David Wolpert, an eminent computer scientist and physicist, discovered that this idea also applied to machine learning and statistical inference. In 1996 he shocked both these communities by publishing a paper that proved mathematically the impossibility of the existence of a superior ML learning algorithm that can solve all problems optimally. Prior knowledge of the problem domain is required to select the appropriate learning algorithm and improve its performance.18 Wolpert, who was a postdoctoral student at the time of the publication, was subjected to ad hominem attacks by industry executives and derision by academics who felt threatened by these theorems because they were debunking their specious claims of discovering such optimal, bias-free, general purpose ML learning algorithms.

Wolpert subsequently published another paper with William Macready in 1997 that provided a similar proof for search and optimization algorithms.19 These theorems are collectively known as the no free lunch (NFL) theorems.Please note that prior knowledge and assumptions about the problem domain that is used in the selection and design of the learning algorithm is also referred to as bias. Furthermore, a problem is defined by a data generating target distribution that the algorithm is trying to learn from training data. A cost function is used to measure the performance of the learning algorithm on out-of-sample test data. These theorems have many important implications for ML that are critical for us to understand.

One important implication is that the performance of all learning algorithms when averaged across all problem domains will be the same. As shown in Figure 2-8, each data scientist has a different learning algorithm (A, B, C) whose performance is measured on unseen data of four different problem domains (apples, pears, tools, and shoes). On the apple problem domain, all three learning algorithms perform optimally. So we don’t have a unique optimal learning algorithm for the apple domain or any other problem domain for that matter. However, the learning algorithms have varying performance measures on each of the other three problem domains. None of the learning algorithms performs optimally on all four problem domains. Regardless, the performance of all three learning algorithms when considered independently and averaged across the four problem domains is the same at 32 / 4 = 8.

The performance of all three algorithms averaged across all four problem domains is the same, with a score of 8.
Figure 2-8. The performance of all three learning algorithms averaged across all four problem domains is the same, with a score of 8.20

This example illustrates the central idea in the NFL theorems that there are no mathematical reasons to prefer one learning algorithm over another based on expected performance across all problem domains. Since learning algorithms have varying performances on different problem domains, we must use our empirical knowledge of a specific problem domain to select a learning algorithm that is best aligned with the domain’s target function. So how well the learning algorithm performs is contingent on the validity of our domain knowledge and assumptions. There are no free lunches in ML.

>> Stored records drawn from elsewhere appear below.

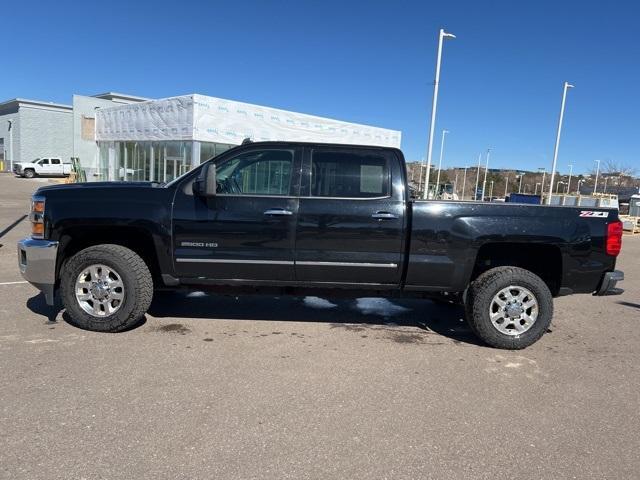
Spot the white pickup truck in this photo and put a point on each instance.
(48, 166)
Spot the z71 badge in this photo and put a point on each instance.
(591, 213)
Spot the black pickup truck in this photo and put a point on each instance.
(296, 218)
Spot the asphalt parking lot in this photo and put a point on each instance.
(263, 387)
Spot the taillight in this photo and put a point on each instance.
(614, 238)
(37, 217)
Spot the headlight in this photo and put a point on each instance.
(37, 217)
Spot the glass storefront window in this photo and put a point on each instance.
(152, 161)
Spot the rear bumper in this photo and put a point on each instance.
(37, 264)
(608, 285)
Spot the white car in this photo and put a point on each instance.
(49, 166)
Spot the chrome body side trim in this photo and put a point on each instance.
(222, 260)
(348, 264)
(284, 262)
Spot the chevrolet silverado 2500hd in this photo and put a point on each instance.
(297, 218)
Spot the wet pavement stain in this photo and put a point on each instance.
(173, 328)
(400, 337)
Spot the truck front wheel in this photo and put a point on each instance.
(509, 307)
(106, 288)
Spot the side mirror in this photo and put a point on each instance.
(205, 185)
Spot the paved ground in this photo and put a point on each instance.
(242, 388)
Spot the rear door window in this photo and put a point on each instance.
(349, 174)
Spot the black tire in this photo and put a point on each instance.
(480, 297)
(135, 276)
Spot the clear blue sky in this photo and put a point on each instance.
(363, 61)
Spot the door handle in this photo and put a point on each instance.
(278, 212)
(384, 216)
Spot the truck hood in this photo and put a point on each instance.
(111, 186)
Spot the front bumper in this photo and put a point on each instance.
(608, 285)
(37, 263)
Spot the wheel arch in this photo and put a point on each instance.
(135, 238)
(544, 260)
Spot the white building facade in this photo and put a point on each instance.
(159, 140)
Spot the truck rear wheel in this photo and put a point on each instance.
(509, 307)
(106, 288)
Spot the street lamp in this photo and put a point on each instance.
(486, 169)
(464, 182)
(444, 132)
(595, 185)
(475, 194)
(10, 130)
(544, 173)
(567, 86)
(434, 105)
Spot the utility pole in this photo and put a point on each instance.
(10, 145)
(464, 182)
(475, 194)
(434, 106)
(595, 185)
(444, 132)
(486, 170)
(566, 87)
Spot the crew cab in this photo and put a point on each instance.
(302, 218)
(48, 166)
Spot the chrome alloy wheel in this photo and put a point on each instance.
(513, 310)
(99, 290)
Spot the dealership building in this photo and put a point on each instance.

If we don’t make the payment of prior knowledge to align our learning algorithm with the underlying target function of the problem domain, like the freeloading frequentists claim we must do to remain unbiased, the learning algorithm’s predictions based on unseen data will be no better than random guessing when averaged over all possible target distributions. In fact, the risk is that it might be worse than random guessing. So we can’t have our lunch and not pay for it in ML. If we bolt for the exit without paying for our lunch, we’ll realize later that what we wolfed down was junk food and not a real meal.

The most common criticism of NFL theorems is that all target distributions are not equally likely in the real world. This criticism is spurious and misses the point of using such a mathematical technique. The reason is that in the bias-free world that frequentists fantasize about, we are required to assign equal probability to all possible target distributions by definition. Any selection of a single target distribution from a finite set of all possible target distributions must necessarily involve making a subjective choice, which, by definition of an unbiased world, is not allowed. Because we are forbidden in a bias-free world from using our prior knowledge of the problem domain to pick a single target distribution, the performance of an unbiased algorithm must be averaged over all possible, equally likely target distributions. The result is that the unbiased algorithm’s average performance on unseen data is reduced to being no better than random guessing. The frequentist trick of implicitly selecting a target function while obfuscating their biased choice with statistical jargon and a sham ideology of objectivity doesn’t stand up to scrutiny.

The most important practical implication of the NFL theorems is that good generalization performance of any learning algorithm is always context and usage dependent. If we have sound prior knowledge and valid assumptions about our problem domain, we should use it to select and align the learning algorithm with the underlying structure of our specific problem and the nature of its target function. While this may introduce biases into the learning algorithm, it is a payment worth making, as it will lead to better performance on our specific problem domain.

But remember that this optimality of performance is because of our “payment” of prior knowledge. Since our learning algorithm will be biased toward our problem domain, we should expect that it will almost surely perform poorly on other problem domains that have divergent underlying target functions, such that its average performance across all problem domains will be no better than the performance of another learning algorithm.

But the performance of our learning algorithms on other problem domains is not our concern. We are not touting our biased learning algorithms and models as a panacea for all problem domains. That would be a violation of the NFL theorems. In this book, we are concerned primarily with optimizing our probabilistic machine learning algorithms and models for finance and investing.

Most importantly, the NFL theorems are yet another mathematical proof of the sham objectivity and deeply flawed foundations of frequentist/conventional statistics. The frequentists’ pious pretense of not using prior domain knowledge explicitly and making statistical inferences based solely on in-sample data is simply wrong and has had serious consequences for all the social sciences. It has led to base rate fallacies and a proliferation of junk studies whose results are no better than random guessing. We will discuss this further in Chapter 4.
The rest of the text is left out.